Sunday, July 29, 2007
hospitals and surgery and missing out on thunder
so much blood used for determining what i am and what is wrong with that. it's not that bad and surgery will be later on. hopefully. now i want to focus on getting to sweden. getting it all written out. spoken out. lived out.
spent the weekend away from thunder. unfortunately. spent the weekend with me and movies that made me believe in functionality. held your hand sometimes, cooked us dinner, watched them smile over pennies and choirs.

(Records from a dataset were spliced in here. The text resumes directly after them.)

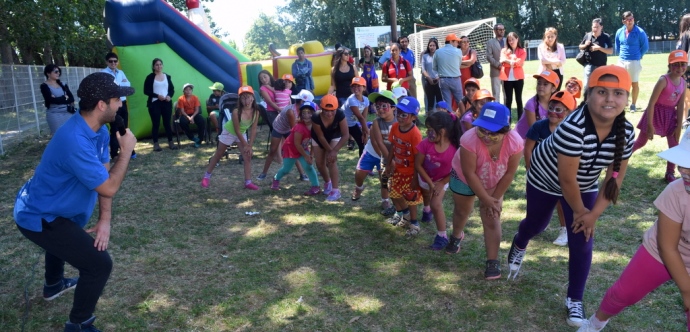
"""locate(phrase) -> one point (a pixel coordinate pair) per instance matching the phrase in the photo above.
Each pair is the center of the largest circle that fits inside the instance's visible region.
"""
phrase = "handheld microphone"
(120, 125)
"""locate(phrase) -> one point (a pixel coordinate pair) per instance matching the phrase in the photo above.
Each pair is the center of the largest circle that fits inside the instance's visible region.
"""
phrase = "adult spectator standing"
(493, 55)
(447, 62)
(631, 44)
(121, 80)
(599, 44)
(408, 55)
(52, 208)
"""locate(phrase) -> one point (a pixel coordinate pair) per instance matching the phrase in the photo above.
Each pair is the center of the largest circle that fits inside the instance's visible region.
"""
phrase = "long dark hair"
(611, 189)
(443, 120)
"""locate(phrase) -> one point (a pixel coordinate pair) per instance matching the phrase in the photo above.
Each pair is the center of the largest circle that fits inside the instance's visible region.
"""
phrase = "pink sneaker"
(315, 190)
(275, 185)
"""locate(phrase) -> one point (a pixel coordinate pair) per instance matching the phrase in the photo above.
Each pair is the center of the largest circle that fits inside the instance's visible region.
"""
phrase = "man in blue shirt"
(408, 55)
(631, 43)
(52, 208)
(121, 80)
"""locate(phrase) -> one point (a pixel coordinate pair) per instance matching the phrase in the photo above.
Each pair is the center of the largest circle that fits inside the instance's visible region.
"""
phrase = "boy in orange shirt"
(188, 110)
(404, 190)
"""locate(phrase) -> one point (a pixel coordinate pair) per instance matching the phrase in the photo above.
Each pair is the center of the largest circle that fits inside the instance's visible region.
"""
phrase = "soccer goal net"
(479, 32)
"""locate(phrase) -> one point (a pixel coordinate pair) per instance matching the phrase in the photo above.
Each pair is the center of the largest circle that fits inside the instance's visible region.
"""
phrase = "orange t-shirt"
(404, 148)
(188, 105)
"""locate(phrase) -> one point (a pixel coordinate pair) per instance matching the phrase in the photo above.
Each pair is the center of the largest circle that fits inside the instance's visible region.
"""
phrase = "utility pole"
(394, 22)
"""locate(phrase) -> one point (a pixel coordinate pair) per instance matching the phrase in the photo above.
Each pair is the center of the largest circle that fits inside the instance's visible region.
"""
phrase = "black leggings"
(356, 134)
(156, 110)
(64, 241)
(508, 87)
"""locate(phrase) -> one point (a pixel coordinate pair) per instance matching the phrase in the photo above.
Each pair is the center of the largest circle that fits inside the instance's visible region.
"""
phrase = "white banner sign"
(370, 35)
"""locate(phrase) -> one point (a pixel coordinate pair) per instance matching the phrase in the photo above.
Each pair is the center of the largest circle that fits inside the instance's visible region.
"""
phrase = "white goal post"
(479, 32)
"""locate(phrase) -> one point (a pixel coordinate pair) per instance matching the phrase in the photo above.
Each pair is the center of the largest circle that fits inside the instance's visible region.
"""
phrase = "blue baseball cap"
(408, 105)
(443, 104)
(493, 117)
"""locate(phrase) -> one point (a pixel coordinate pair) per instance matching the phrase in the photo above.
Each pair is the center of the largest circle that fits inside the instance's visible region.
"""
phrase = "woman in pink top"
(484, 167)
(433, 164)
(551, 54)
(665, 113)
(665, 252)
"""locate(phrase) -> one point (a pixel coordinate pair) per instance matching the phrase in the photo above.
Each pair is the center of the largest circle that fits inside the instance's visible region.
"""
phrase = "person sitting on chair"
(188, 110)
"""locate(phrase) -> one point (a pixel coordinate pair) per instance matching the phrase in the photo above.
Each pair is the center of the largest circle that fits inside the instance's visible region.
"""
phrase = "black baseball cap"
(101, 86)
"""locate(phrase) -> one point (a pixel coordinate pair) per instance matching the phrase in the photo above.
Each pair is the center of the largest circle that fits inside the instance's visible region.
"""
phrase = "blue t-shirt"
(539, 131)
(352, 101)
(64, 181)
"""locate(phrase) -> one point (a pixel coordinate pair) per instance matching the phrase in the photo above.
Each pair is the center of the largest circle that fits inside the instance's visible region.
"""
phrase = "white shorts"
(425, 186)
(228, 139)
(634, 67)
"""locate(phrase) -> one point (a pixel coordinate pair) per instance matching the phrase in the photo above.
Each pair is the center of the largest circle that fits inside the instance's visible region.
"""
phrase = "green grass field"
(189, 259)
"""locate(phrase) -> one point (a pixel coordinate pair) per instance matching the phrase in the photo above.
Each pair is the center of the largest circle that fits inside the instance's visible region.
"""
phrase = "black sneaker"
(576, 312)
(453, 246)
(53, 291)
(86, 326)
(493, 269)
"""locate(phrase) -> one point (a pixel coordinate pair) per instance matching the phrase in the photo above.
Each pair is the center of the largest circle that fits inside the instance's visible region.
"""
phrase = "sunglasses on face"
(481, 133)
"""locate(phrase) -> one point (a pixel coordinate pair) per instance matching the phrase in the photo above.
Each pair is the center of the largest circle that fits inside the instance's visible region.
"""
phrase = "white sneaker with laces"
(576, 312)
(562, 239)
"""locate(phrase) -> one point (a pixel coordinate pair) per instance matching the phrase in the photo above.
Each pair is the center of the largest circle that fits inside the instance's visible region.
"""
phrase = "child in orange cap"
(537, 107)
(665, 113)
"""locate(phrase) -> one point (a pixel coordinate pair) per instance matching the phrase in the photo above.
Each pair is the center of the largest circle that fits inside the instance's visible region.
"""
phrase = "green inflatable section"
(136, 61)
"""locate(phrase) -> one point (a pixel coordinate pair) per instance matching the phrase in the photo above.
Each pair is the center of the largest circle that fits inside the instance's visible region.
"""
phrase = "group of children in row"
(565, 148)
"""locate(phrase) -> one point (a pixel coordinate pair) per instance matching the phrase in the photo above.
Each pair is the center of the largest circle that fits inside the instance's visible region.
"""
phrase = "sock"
(596, 323)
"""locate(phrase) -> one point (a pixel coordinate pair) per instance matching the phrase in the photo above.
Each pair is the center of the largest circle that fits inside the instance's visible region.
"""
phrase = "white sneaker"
(562, 239)
(576, 312)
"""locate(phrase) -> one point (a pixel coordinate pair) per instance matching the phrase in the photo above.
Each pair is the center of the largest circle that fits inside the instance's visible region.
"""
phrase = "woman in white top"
(159, 89)
(551, 54)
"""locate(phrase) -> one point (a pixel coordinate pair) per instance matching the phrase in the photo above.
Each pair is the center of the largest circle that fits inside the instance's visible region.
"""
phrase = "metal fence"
(22, 113)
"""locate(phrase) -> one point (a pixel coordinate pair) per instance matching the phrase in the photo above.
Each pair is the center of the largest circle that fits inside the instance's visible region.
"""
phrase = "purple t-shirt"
(436, 164)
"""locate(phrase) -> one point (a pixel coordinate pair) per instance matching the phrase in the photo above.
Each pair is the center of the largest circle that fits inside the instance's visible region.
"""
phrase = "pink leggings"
(642, 275)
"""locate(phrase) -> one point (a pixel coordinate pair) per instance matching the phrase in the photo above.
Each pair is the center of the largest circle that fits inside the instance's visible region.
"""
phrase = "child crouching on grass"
(245, 116)
(433, 165)
(484, 167)
(404, 137)
(296, 148)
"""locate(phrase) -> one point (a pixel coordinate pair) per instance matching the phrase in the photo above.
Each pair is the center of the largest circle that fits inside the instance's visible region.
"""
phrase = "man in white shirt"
(112, 62)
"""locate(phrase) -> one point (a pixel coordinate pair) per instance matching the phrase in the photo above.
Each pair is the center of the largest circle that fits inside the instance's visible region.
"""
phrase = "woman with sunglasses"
(566, 167)
(484, 167)
(342, 74)
(432, 91)
(56, 96)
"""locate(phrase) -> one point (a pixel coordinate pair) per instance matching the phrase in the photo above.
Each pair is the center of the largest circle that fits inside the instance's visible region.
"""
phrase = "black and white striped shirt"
(576, 137)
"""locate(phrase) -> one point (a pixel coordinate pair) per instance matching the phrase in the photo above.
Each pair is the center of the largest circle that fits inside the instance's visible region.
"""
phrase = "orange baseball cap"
(471, 80)
(452, 37)
(624, 81)
(358, 81)
(329, 103)
(483, 94)
(549, 76)
(677, 56)
(566, 98)
(245, 89)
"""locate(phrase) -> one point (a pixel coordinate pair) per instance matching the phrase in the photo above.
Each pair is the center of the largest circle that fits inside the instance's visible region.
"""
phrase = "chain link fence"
(22, 113)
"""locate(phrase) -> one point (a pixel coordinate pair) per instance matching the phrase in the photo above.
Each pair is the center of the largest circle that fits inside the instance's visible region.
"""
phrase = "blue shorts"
(367, 162)
(459, 187)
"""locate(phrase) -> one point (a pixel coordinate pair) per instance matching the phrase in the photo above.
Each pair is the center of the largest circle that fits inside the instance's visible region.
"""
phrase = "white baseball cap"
(679, 154)
(304, 95)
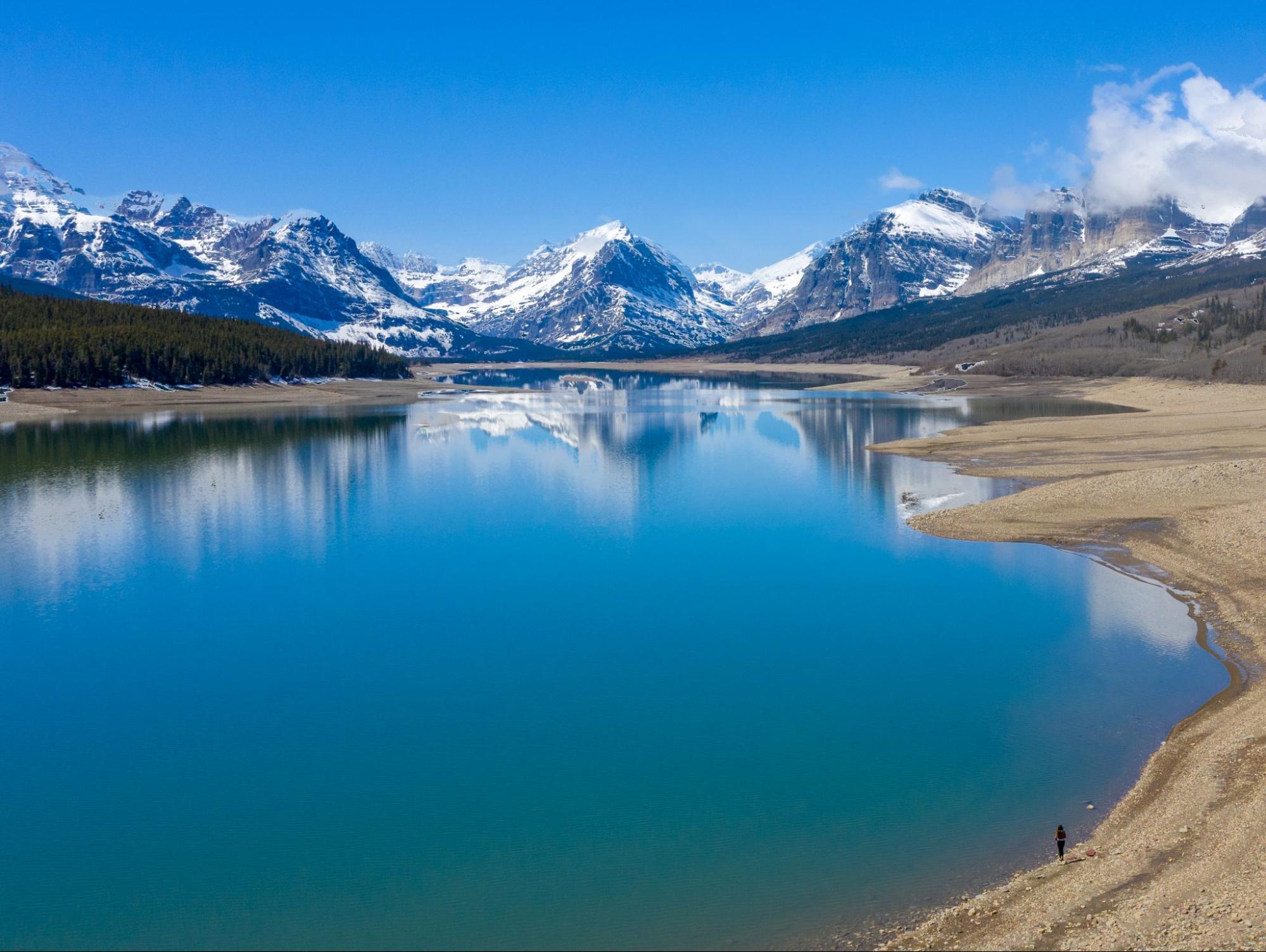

i think i've left him behind now. i admire them too much. i love my sanity too much. i fear heart break too much. for now. so many heart beats used for determining what he is and what is great about that. it's not good enough. i'm glad that's the case.
//sicky.
PS. the photo is me and my sister not being able to contain ourselves. it was late. it was misty. it was post-music-madness.
Wednesday, July 25, 2007
this is time passing
time passes fast during summer nights, hot and bright, during summer days of rain and vodka-dreaming reality-slips. i make up words to conquer my own anxiety and i wonder why my whole body itches. i hear her voice on the radio. it sooths me while my heart dreams nightmares about stockholm and losing what i'll never be able to call your loss. not mine either, since i never had it. you.
time passes fast and i'm sure you spent at least a minute reading this. was it worth it?